In the matter of Bato Star Fishing (Pty) Ltd v Minister of Environmental Affairs and Tourism and Others (CCT 27/03) [2004] ZACC 15; 2004 (4) SA 490 (CC); 2004 (7) BCLR 687 (CC) (12 March 2004) the Constitutional Court held that what constitutes reasonableness will depend on the circumstances of each case, but that a decision will be unreasonable if it is one that a reasonable decision-maker could not reach. Although a range of factors will be relevant in answering this question in each case, it is submitted that the failure by a decision-maker to reach a decision on an application for an environmental authorisation or water use licence within a prescribed period (or in the absence of a time period being specified, a reasonable period) is not a reasonable course of action for a decision-maker to which a legal consequence can be attached.
In the aforementioned matter the Constitutional Court went on to warn that Courts should not take over the functions of administrative agencies. A court must ensure that it recognises the proper role of the executive in the Constitution, and must not attribute to itself superior wisdom in relation to matters entrusted to other branches of government. Instead, the task of the Courts is to ensure that administrative decisions fall within the bounds of reasonableness required by the Constitution.
The issue of enforcement action brought about as a result of the failure by a person required to hold an environmental authorisation (or water use licence) to be able to produce such upon being requested to do so by enforcement officers, gains prominence in light of the National Environmental Compliance & Enforcement Report 2008/9, released by the Minister of Water and Environmental Affairs in November 2009 (the Report) which provides a clear indication of anticipated escalation in environmental compliance and enforcement actions in South Africa in the future.

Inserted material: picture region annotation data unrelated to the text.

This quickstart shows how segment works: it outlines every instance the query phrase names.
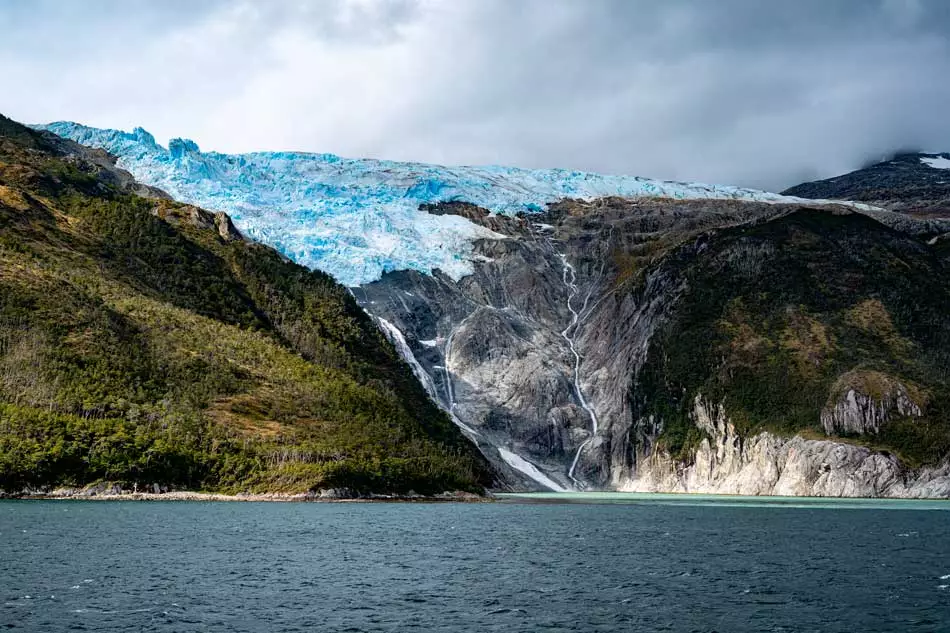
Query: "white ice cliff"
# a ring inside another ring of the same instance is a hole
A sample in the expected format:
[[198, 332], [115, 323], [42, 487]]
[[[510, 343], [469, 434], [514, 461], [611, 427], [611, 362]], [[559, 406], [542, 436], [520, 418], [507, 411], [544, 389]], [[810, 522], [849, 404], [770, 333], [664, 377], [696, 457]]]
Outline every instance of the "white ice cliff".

Particularly with regard to environmental-legal compliance by the industrial sector, the Report envisages the stepping-up of enforcement actions based on the increased expectation that environmental officials will utilise significantly increased maximum penalties as well as the jurisdiction of magistrates' courts in enforcement proceedings as introduced in the most recent environmental-legislative amendments (see the National Environmental Laws Amendment Act 14 of 2009 and the National Environment Laws Amendment Act 44 of 2008, both which commenced on 11 September 2009 and which have been commented on before by CCI). Industry role-players need to be aware of and understand the increased stringency of environmental-legislative obligations brought about by amendments to existing Acts as well as by the introduction of new legislation (including the NEM: Waste Act and NEM: Air Quality Act).
Increasing statutorily-required authorisations, licenses, permits and certificates, together with the newly-reconfirmed retrospective applicability and punitive measures associated with the duty of care in terms of the National Environmental Management Act 1998, signal a clarion call to industry to anticipate and respond to the envisaged stepping-up of enforcement actions by government, as well as government strategising on ensuring that applications for environmental authorisations or licences are progressed through proper lawful administrative processes.